Is it possible to gauge the true potential of traditional Chinese medicine?
Researchers, practitioners and drug companies around the world are engaged in a complex, tentative dance over the best way to tap into the unknown potential of traditional Chinese medicine. The scientific community and the drug industry both tend to be sniffy about 'traditional' cures; yet there is a strong sense that millennia of practice in China — much of it barely documented — is likely to have yielded at least some treatments that work.
Pharmaceutical companies are understandably eager to enter a Chinese domestic market that was estimated by the Boston Consulting Group to be worth US$13 billion last year, and growing fast. But they are tantalized by one opportunity above all: the prospect that the nation's traditional medicine might contain a number of potentially profitable compounds hidden somewhere in its arcane array of potions and herbal mixtures.
The task of finding these elusive gems has been approached in a typically reductionist manner, with researchers seeking single compounds that might have a role in treating specific diseases. Sometimes this has been successful: artemisinin, for example, which is currently the most effective treatment for malaria, was fished out of a herbal treatment for fevers. But such success stories have been few and far between.
So if traditional Chinese medicine is so great, why hasn't the qualitative study of its outcomes opened the door to a flood of cures? The most obvious answer is that it actually has little to offer: it is largely just pseudoscience, with no rational mechanism of action for most of its therapies. Advocates respond by claiming that researchers are missing aspects of the art, notably the interactions between different ingredients in traditional therapies.
Nevertheless, the drug industry is not exactly awash with promising new medicines at the moment.
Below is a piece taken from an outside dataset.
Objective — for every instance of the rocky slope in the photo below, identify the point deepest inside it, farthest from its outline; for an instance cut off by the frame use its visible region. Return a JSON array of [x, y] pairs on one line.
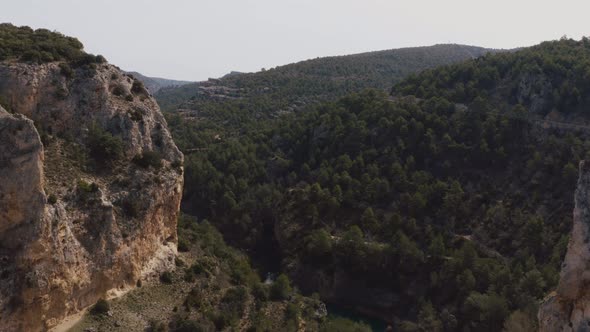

Perhaps as a result, the global regulatory process has become increasingly receptive to traditional approaches. In 2004, for example, the US Food and Drug Administration issued new guidelines on botanical drugs that made it much easier to get extracts into clinical trials if there was some history of prior use, and that obviated the need to characterize all compounds in an extract.
Some researchers in China and elsewhere, meanwhile, are advocating systems biology — the study of the interactions between proteins, genes, metabolites and components of cells or organisms — as a way to assess the usefulness of traditional medicines (see page 126). Constructive approaches to divining the potential usefulness of traditional therapies are to be welcomed. But it seems problematic to apply a brand new technique, largely untested in the clinic, to test the veracity of traditional Chinese medicine, when the field is so fraught with pseudoscience. In the meantime, claims made on behalf of an uncharted body of knowledge should be treated with the customary scepticism that is the bedrock of both science and medicine.